Two men were arrested in DeKalb Friday morning in what authorities call one of the largest tax fraud investigations in state history.
35-year-old Don Derrell Price of Jackson, Miss., and Timothy Benjamin Taylor, 41, of Dacula, Georgia, were arrested just after 8 a.m. at a business in DeKalb.
The pair is alleged to have used fake W-2 forms to file income tax returns for hundreds of people. They allegedly had paperwork, that turned out to be bogus, giving them power of attorney to act on behalf of these people.
Simply put, IRS and FBI officials say the two were filing for tax refunds on behalf of numerous people, from whom they stole identities, and defrauding the government by claiming refunds.
Price and Taylor were arrested in a sting operation at C & T Tax Service in DeKalb. Officials say the business is not involved in any wrongdoing and actually contacted authorities about irregularities employees noticed.
"All banks that are connected with income tax preparation, they knew everything about it," said Chris Chamberlin, owner of C & T Tax Service.
"He came in here and brought over 500 W-2 tax forms trying to process them with over 242 different people's names," said DeKalb Police Chief Steven Jackson.
DeKalb Officer Charles Barrett also received a call from one of the alleged defrauded individuals from Birmingham.
"He called and said he tried to file his income tax electronically.
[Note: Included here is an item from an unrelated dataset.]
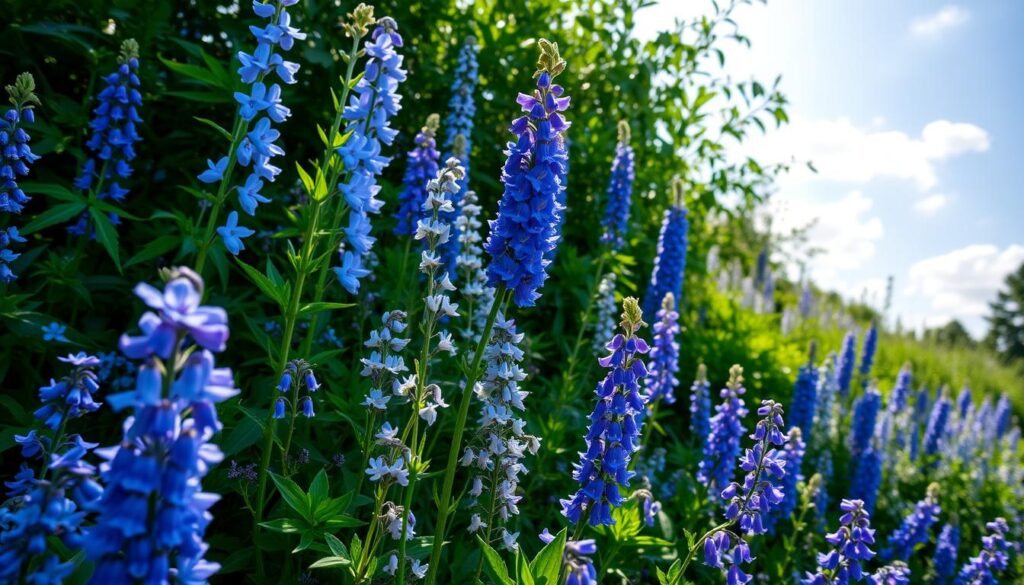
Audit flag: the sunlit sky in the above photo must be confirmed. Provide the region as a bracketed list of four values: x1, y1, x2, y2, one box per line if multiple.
[638, 0, 1024, 337]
The IRS notified him that the taxes had already been filed on his Social Security number," said Barrett.
That's when DeKalb police contacted the FBI and IRS, and ultimately, planned the sting operation for when one of the suspects was returning to the tax service to collect about $70,000 in tax refunds.
Aside from the more than 140 fake W-2s that were discovered inside the suspects' car, investigators also found items in it that were thought to be used for burglaries, a number of keys, stamps to notarize documents and a check for more than $2 million.
"There's no telling how much bigger this is going to get before it's all over with," Barrett said.
Investigators say they believe the fraud has likely been going on for at least ten years and involves millions of dollars in stolen tax refunds.